The Deerfield, Ill., company said it expects to keep between 97 and 99 percent of its 2011 prescription volume without Express Scripts. In July Express Scripts announced plans to buy Medco Health Solutions Inc., one of its biggest competitors. Regulators are reviewing that deal.
In a note to clients earlier this week, Barclays Capital analyst Meredith Adler said she expected the Express Scripts dispute was already hurting Walgreen's results because employers and health plans are informing consumers that Walgreen won't be part of their networks starting Jan. 1, so they are changing pharmacies.
"We expect this pressure to continue for the next six months or so if the dispute is not resolved," she said, "And even if it is, Walgreen will certainly have created confusion for customers and may well have caused lasting damage to those relationships."
Alder rates shares of Walgreen "Underweight" with a price target of $29 per share.
Walgreen said the milder flu season reduced prescriptions at stores open at least one year by 0.5 percent. The company has given 4.1 million flu shots since August, down from 4.5 percent over the same period in 2010. It said customer traffic fell 0.9 percent at those stores, but shoppers spent 2.6 percent more per trip.
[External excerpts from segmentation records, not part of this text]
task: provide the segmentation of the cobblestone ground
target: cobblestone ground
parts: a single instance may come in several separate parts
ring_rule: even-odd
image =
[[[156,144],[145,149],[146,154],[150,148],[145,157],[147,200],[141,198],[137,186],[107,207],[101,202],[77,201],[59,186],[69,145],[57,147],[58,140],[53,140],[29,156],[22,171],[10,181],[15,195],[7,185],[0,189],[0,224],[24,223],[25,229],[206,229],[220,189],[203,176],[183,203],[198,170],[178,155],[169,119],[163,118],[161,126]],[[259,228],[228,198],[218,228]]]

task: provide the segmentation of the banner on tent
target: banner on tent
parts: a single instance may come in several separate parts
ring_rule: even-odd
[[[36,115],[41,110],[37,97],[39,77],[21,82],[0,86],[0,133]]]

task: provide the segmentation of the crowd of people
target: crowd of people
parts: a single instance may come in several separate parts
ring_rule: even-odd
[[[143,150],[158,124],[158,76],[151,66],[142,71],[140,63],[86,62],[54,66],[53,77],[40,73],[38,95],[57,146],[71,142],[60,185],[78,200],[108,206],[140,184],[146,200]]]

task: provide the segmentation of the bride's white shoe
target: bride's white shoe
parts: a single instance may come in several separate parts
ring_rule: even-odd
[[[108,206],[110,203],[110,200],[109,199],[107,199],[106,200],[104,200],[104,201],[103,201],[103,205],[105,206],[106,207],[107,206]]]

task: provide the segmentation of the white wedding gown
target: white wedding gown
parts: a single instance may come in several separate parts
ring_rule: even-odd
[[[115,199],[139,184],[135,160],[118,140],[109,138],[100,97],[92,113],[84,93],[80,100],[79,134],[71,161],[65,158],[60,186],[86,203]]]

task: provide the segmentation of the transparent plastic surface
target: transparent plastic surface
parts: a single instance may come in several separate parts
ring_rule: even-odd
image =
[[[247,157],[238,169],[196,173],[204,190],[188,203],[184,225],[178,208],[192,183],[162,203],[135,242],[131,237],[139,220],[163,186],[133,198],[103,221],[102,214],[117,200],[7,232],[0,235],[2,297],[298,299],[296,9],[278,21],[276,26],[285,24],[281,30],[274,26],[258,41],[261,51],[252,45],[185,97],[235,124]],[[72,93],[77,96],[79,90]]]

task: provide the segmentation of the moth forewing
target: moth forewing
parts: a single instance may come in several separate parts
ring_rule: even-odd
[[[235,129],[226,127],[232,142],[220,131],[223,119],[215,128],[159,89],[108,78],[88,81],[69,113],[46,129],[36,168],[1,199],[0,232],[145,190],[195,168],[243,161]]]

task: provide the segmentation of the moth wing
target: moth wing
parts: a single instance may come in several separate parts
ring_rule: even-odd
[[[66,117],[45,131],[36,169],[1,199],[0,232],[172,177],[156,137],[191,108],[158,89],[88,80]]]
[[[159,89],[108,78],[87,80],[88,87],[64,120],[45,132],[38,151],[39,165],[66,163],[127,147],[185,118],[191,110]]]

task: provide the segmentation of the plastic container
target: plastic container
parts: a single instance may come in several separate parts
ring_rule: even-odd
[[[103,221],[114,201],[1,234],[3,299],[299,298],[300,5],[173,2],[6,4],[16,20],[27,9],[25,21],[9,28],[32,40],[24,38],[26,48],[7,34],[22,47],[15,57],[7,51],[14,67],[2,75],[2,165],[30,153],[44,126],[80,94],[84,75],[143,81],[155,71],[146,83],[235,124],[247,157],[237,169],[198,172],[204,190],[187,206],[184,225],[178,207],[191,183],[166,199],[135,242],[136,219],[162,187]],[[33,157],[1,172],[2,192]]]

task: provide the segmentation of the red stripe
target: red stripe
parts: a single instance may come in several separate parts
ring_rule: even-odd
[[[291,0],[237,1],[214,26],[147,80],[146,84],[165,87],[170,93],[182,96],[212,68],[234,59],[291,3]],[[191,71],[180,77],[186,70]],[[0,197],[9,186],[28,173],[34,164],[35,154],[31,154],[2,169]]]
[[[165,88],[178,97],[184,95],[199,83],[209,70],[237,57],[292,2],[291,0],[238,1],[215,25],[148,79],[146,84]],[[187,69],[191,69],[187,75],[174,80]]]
Walgreen's total sales for the month rose 4.7 percent to $6.13 billion. Pharmacy revenue increased 4.6 percent and sales of other items grew 3.3 percent.
The company opened 17 stores in October, including five that were relocated. It acquired one store and closed six. Walgreen had 7,786 drugstores at the end of the month, 179 more than a year ago. Its next-biggest competitor, CVS Caremark Corp., has about 7,300 stores.
Shares of Walgreen fell 30 cents to $32.69 in morning trading.